IN MEMORIAM: DEBBIE FRIEDMAN, z”l
Debbie Friedman, world-renowned folk songwriter and performer, served as Instructor in Music at the School of Sacred Music of Hebrew Union College-Jewish Institute of Religion, since July 1, 2007. Upon her move back to California this past summer in order to live closer to her mother and sister, she taught at HUC-JIR’s Los Angeles campus during the Fall semester. She was about to return to New York briefly to teach “Music as Midrash” as an intersession course, beginning Monday, January 10. The College-Institute honored Debbie Friedman’s enormous contributions to Jewish liturgy, spirituality, and worship in a tribute concert on November 12, 2009 at Central Synagogue.
“Debbie Friedman inspired our students through her creativity and musical talents, helped guide their spiritual and leadership development, and provided them with innovative strategies to transform congregations into communities of learning and meaning,” said Rabbi David Ellenson, President, HUC-JIR. Her teaching at HUC-JIR included “Music as Midrash,” a course for rabbinical, cantorial, and education students exploring the spiritual core of Jewish texts as a source for songs, sermons, and study. As an artist-in-residence, coached cantorial students and participate in services and other areas of the School of Sacred Music curriculum.
“It was kol isha (the voice of women) for col isha (every woman) that inspired me to write inclusive music,” said Debbie Friedman. “It is beneficial not only for women, but for men and children as well. Singing helps us learn how to be vocal. The more our voices are heard in song, the more we become our lyrics, our prayers, and our convictions.”
Friedman’s lyrical interpretations of liturgy and biblical verse have reached a generation of Jews looking to connect to the words of their heritage through music. A singer, songwriter, and guitarist, she recorded 19 albums, including many songs which have become so much a part of many synagogue’s liturgy as to be considered “traditional.”
In 1996 Friedman celebrated the 25th anniversary of her musical career with a concert at Carnegie Hall. She performed in hundreds of cities in the United States, Canada, Europe and Israel. She appeared before national conventions and conferences for major Jewish organizations, including the General Assembly of Jewish Federations, Hadassah, Union for Reform Judaism, Rabbinical Assembly, Cantors Assembly, Wexner Heritage Foundation, Whizin Institute, National Association of Temple Educators, National Association of Temple Administrators, Central Conference of American Rabbis, Women of Reform Judaism, World Union for Progressive Judaism, World Jewish Congress, American Jewish Congress, American Jewish Committee, National Federation of Temple Youth, and United Synagogue Youth.
She served as cantorial soloist for three years at the New Reform Congregation in Los Angeles, California.
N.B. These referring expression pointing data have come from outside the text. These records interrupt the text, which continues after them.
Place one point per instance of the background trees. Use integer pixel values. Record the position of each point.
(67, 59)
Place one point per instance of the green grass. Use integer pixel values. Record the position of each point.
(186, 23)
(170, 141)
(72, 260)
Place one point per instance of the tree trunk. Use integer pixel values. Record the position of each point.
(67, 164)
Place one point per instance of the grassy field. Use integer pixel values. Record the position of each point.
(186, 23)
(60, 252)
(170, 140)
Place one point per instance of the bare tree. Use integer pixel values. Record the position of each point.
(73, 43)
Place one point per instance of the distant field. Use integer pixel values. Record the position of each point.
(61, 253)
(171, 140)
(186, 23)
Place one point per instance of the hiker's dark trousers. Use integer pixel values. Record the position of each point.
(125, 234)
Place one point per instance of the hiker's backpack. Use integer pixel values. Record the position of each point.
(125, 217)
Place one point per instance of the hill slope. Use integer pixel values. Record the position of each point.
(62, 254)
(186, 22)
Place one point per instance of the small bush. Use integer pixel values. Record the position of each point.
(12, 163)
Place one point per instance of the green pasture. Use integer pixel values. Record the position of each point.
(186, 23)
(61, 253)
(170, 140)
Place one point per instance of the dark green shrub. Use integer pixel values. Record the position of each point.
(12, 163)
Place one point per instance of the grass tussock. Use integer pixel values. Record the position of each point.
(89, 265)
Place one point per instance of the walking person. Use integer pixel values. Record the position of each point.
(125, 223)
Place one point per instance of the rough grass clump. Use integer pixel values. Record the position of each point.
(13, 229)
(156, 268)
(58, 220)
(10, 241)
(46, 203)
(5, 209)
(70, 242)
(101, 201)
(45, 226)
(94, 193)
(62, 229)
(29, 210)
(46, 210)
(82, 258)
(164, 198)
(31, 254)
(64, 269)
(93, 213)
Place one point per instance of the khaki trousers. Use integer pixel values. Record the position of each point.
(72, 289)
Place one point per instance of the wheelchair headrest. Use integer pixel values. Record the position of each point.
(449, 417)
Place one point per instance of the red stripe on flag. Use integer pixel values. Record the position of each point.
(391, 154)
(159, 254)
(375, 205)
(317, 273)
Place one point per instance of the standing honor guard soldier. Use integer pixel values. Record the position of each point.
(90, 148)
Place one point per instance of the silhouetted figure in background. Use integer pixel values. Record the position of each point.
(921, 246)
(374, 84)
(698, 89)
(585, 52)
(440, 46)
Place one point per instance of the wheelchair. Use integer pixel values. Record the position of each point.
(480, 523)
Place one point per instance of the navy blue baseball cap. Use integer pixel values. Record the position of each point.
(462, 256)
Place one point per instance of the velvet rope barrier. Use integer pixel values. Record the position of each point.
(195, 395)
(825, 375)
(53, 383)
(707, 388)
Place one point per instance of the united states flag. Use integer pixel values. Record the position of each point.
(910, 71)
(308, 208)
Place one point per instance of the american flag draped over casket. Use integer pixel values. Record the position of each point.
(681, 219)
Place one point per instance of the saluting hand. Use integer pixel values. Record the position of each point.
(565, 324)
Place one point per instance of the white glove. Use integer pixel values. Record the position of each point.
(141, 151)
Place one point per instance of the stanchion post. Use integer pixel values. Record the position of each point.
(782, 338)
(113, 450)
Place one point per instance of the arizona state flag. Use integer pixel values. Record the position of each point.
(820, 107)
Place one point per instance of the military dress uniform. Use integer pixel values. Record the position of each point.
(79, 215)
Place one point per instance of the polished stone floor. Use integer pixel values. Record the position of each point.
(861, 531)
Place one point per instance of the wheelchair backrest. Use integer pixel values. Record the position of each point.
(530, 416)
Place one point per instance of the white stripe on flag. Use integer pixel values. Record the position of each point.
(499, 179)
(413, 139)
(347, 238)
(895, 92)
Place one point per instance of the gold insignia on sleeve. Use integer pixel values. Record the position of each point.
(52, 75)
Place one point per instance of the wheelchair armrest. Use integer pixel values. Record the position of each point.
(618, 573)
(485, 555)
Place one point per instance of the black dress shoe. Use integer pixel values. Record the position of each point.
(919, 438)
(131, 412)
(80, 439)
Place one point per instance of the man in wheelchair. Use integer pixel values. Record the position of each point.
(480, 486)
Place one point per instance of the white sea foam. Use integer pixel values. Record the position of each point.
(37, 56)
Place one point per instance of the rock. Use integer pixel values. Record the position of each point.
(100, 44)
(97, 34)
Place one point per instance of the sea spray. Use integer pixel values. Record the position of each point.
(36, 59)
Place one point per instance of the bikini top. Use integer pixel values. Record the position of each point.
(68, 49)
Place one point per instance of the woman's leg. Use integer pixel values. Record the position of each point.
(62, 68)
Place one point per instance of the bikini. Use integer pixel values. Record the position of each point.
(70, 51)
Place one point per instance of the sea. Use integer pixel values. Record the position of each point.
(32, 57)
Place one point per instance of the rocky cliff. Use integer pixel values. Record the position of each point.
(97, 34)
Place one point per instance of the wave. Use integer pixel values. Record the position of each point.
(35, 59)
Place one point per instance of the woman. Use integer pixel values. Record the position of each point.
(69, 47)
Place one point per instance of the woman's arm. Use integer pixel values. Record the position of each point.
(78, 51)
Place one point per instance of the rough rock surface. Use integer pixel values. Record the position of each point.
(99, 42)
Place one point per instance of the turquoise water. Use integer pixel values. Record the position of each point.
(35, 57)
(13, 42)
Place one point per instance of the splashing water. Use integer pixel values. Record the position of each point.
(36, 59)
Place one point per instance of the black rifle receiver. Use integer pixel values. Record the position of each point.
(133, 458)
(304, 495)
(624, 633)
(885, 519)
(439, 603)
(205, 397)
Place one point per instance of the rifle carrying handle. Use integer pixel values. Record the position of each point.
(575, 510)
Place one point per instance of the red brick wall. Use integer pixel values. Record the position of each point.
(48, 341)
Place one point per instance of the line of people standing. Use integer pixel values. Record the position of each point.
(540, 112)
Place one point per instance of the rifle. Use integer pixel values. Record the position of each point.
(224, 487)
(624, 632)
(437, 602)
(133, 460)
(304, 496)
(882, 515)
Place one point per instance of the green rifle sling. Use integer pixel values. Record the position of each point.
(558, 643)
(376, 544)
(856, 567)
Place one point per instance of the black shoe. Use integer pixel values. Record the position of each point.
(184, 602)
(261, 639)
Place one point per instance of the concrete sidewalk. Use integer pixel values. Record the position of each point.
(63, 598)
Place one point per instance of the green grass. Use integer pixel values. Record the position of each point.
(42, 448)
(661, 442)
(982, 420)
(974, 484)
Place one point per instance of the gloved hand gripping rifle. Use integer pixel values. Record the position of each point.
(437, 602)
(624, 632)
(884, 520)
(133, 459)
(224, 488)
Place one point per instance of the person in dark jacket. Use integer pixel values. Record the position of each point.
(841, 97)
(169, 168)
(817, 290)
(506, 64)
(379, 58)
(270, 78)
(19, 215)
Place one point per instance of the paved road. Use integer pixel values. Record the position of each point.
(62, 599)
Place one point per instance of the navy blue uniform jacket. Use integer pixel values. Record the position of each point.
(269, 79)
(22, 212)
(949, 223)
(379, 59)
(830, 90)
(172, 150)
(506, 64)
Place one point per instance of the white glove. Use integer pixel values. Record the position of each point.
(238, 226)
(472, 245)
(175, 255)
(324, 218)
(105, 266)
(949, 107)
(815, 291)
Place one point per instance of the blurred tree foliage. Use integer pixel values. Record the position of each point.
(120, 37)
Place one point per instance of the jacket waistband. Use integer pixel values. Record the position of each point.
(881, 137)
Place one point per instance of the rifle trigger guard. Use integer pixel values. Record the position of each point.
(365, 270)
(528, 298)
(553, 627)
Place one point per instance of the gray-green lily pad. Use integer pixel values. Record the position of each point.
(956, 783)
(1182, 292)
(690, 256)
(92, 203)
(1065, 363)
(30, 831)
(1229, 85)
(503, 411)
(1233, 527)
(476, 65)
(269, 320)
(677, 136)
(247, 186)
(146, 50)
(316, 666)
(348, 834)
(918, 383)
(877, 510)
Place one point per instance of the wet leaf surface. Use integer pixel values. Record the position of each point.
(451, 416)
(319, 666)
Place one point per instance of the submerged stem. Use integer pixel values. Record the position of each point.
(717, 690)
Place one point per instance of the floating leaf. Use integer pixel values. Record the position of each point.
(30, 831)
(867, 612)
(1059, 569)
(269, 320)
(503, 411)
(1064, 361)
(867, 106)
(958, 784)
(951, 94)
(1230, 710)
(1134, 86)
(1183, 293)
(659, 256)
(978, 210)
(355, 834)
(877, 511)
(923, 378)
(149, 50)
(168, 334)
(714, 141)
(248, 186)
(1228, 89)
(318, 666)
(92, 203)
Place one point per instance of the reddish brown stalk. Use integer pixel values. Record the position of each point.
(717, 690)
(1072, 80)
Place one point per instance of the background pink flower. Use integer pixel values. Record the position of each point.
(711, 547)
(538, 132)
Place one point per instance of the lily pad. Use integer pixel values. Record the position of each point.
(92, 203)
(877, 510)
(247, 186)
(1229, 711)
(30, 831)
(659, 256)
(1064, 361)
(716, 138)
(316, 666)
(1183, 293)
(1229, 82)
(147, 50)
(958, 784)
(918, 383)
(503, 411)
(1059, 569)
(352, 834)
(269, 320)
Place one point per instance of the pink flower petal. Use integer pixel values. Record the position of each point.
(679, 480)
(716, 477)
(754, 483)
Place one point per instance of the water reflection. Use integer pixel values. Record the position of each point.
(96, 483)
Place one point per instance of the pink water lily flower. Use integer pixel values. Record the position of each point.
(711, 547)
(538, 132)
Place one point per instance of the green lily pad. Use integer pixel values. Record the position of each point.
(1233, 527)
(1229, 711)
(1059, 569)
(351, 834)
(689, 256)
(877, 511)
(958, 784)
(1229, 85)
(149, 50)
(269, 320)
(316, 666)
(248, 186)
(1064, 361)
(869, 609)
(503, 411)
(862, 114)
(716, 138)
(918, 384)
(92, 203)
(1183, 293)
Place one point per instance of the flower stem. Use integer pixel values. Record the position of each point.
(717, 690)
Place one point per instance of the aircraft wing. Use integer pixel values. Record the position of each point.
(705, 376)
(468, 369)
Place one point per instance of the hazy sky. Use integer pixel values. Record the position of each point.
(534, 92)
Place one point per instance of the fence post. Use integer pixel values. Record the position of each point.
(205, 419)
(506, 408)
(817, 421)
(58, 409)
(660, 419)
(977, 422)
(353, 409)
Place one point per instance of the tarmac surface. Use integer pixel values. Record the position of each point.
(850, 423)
As a music educator, she directed the music component of the intensive Hebrew Chalutzim program at Olin-Sang-Ruby Union Institute in Oconomowoc, Wisconsin, where she continued to co-lead Hava Nashira, the annual song leading and music workshop she created. She served on the faculty of the Jewish Perspectives on Care at the End of Life Symposium at Duke University Divinity School in Durham, North Carolina; the Summer Institute for Jewish Educators, co-sponsored by the University of Judaism and the Whizin Institute in Los Angeles; HUC-JIR’s Kalsman Institute on Judaism and Health; the Academy for Jewish Religion in New York; the Elat Chayyim Jewish Spiritual Retreat; the Brandeis Bardin Institute in Brandeis, California; and the Union for Reform Judaism’s summer Kallah programs held at Brandeis University, the University of California at Santa Cruz, and Franklin Pierce College.